By Ron VandenBoom
An elder statesman of country music graced the stage at Havre's Police Protective Association Concert Thursday night to offer a rare taste of family humor and classic country tunes.
"I'm an old dog," said country singing star Bobby Bare, with a tongue-in-cheek reference to "Old Dogs," one of his recent albums recorded with three other country legends, Jerry Reed, Waylon Jennings, and Mel Tillis.
But old dogs, like old wine, can improve with age and Bare, like the wine, proved to Havre audiences Thursday that there's still some bark in this classic "old dog."
Bare reminisces with humor about his humble beginnings in the music business.
"I recorded my first record about three days before I went in the Army back in 1958," Bare said before last night's concert. "It was an early rock and roll tune called All American Boy.'"
The tune was about a rock and roll guitar player that gets drafted. It was another bit of Bare's tongue-in-cheek humor that made light of the fact that Elvis had been drafted about six-months before.
"I did it as a joke and it was an over-night smash hit," he said. "By the time I came out of basic on leave four weeks later that was all you heard on the radio."
The joke was compounded by the fact that while Bare had recorded the A side of the record a man named Bill Parsons had recorded the less popular B side and Parsons name had been used on both sides of the record.
"I never did take that record seriously," he said in a casual Tennessee accent. "Even though it was a smash hit it was a novelty and it wasn't what I wanted to do."
The record was both a curse and a blessing to Bare in that it succeeded in launching his recording career, but it also stereotyped him as a rock and roll pop star.
Bare went on to record "Miller's Cave," "500 Miles," and "Detroit City" which all worked their way first up the pop charts before meeting with success on the country side of the aisle.
By 1964, Bare had had enough of the California pop scene and moved to Nashville where he linked up with Chet Atkins and joined the "Grand Ole Oprey."
"That's when I started to have some serious hits and knew I wasn't going to have to get a day job," he said.
Bare said over the years he has reinvented his career about five different times everything from pop star to song writer to TV star to co-hosting a show with Ralph Emery.
But behind the consummate professional entertainer is found Bare's true profession fisherman.
"That's all I do is fish," Bare said. "I love to fish.
And Bare's fishing pole is no stranger to Montana's waterways either. He has drowned more than a few worms in this state's lakes and rivers.
"I love Montana," he said. "I've fished everywhere you can think of from Red Lodge to floating the Bitterroot."
The one career option Bare refuses to consider however is hosting a fishing show.
"I've been asked a number of times to do a fishing show," he said, adding that he wouldn't touch the idea.

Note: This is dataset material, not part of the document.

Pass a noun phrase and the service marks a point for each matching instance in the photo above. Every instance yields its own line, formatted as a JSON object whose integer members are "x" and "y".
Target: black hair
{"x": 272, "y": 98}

"Then it would become a job," he said. "And if I ever lost my passion for fishing I would be heartbroken."
Fishing Montana was one activity he used to enjoy with his close friend Hoyt Axton before he passed away in 1999.
"I used to visit him all the time," Bare said. "His mama lived by me and I used to take him out to dinner whenever I came to visit."
Bare noted that during his last few visits Axton was in a wheelchair and it finally became so difficult for him to get out that on his last visit before Axton's death he just went over to his house and fixed him dinner.
"He was a good friend," Bare said.
Many more years of Bare's warm, down-home country humor and song are likely to be available to those who enjoyed Thursday's show. Bare has no intention of retiring.
"Retire from what," he said, when asked whether he had ever considered retirement. "What I've been doing all of my life is what people retire to do. This is all I've ever wanted to do."